Leitch and Crews were not Hornsby’s employers, and they owed no individual duty to furnish necessary equipment to him. Pro Com corporation owed him that duty because it was Pro Com that hired him. The employer owes a duty to furnish equipment to its-employees. But the individuals involved in the corporation did not owe Hornsby the same duty as individuals.

The supreme court’s opinions in Light v. Wilson, 663 S.W.2d 813 (Tex.1983), and Karl & Kelly Co. v. McLerran, 646 S.W.2d 174, 175 (Tex.1983), are consistent with the rules stated above. A fair reading of Light and McLerran, including Justice Spears’ concurrence in Light, shows that in a Deceptive Trade Practices Act case, even if alter ego is not established, an agent acting for a principal may be individually liable provided he violated the DTPA himself.

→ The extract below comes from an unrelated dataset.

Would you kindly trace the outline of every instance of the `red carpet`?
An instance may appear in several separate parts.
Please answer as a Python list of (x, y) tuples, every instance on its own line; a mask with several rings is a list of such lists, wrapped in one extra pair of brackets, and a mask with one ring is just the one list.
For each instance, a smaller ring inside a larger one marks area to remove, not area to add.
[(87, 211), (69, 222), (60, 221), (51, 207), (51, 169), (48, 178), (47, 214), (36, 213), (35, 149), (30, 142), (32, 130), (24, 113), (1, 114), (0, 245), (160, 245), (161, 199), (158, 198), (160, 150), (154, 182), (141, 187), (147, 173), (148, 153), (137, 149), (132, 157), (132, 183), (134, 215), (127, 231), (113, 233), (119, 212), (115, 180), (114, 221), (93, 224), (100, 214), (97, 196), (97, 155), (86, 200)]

Thus, I agree with the majority completely that when an actor commits a tortious act, he is not shielded from liability by the fact that he was acting for the corporation. But unless alter ego is established, corporate agents and officers are personally liable for their actions taken in the course of their employment only when they breached a duty that they owed as an individual to the injured person. As section 343 of the Restatement says, if the agent’s conduct is “otherwise a tort,” he is not “relieved from liability” by the mere fact that he was working for the principal.

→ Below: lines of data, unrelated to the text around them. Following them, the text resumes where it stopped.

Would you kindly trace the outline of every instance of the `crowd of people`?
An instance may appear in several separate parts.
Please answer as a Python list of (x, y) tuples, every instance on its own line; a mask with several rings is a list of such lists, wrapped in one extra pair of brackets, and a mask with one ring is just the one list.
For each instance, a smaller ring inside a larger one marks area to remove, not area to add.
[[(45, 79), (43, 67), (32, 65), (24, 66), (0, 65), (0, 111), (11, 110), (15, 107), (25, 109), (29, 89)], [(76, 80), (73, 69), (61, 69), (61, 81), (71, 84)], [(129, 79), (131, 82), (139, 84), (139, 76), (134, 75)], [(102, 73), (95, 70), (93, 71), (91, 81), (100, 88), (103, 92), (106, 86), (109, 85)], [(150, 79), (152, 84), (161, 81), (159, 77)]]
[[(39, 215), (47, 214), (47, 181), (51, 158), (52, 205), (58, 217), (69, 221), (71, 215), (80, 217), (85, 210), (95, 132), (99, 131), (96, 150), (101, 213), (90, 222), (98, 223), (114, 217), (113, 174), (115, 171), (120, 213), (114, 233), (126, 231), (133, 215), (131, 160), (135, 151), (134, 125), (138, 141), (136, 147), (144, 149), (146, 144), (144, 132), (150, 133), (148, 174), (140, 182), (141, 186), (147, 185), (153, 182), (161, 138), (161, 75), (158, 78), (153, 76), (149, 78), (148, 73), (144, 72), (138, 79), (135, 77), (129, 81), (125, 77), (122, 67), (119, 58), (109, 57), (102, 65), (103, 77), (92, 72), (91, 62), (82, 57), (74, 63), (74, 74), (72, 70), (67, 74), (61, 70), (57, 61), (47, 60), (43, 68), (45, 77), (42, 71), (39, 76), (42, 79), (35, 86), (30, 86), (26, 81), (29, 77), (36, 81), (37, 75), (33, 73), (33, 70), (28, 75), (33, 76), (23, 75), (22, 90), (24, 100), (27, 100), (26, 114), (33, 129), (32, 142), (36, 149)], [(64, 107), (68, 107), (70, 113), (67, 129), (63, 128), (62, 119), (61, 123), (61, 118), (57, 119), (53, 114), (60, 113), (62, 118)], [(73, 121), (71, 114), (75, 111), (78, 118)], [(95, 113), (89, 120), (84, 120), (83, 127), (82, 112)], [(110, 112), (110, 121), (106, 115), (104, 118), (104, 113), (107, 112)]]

On the subject of passive and active negligence, the eases cited by the majority seem to me inapplicable because they involved an agent’s duty to protect the public from known dangerous conditions. In Cornett v. Hardy, 241 S.W.2d 186 (Tex.Civ.App.-Beaumont 1951, no writ), a truck owner and his driver were held liable for not warning a mechanic about the dangerous condition of a tire rim they asked the mechanic to service. The court said the driver could be held liable for failure to warn of a known dangerous condition, even though this might be “nonfea-sance.” Id. at 191-92. In Kenney v. Lane, 9 Tex.Civ.App. 150, 36 S.W. 1063 (1894, no writ), an agent repairing a bridge for its owner had failed to install protective boarding to shield persons below from falling metal rollers. The agent argued he was not liable for “nonfeasance.” The court held that an agent can be held liable for nonfeasance, or failure to act, if he owes a duty of care to the public. The court spoke of the duty of care imposed upon the agent “as a responsible individual, in common with all other members of society.” Id. at 1063.

Hornsby’s alter ego theory was resolved adversely to him by the jury. His other theory of personal liability is invalid because Leitch and Crews did not individually owe him a duty to furnish a lifting belt or a dolly. The employer, ProCom, owed Hornsby that duty.

When the next such case is tried, with this case as a precedent, will the individual defendants be stripped of defenses under the Act simply because the corporate employer chose not to be a subscriber? The majority makes them potentially liable individually for failure to take action that was the corporation’s responsibility.

I would hold that Hornsby cannot recover from the individual defendants, and as to them I would reverse and render a take-nothing judgment.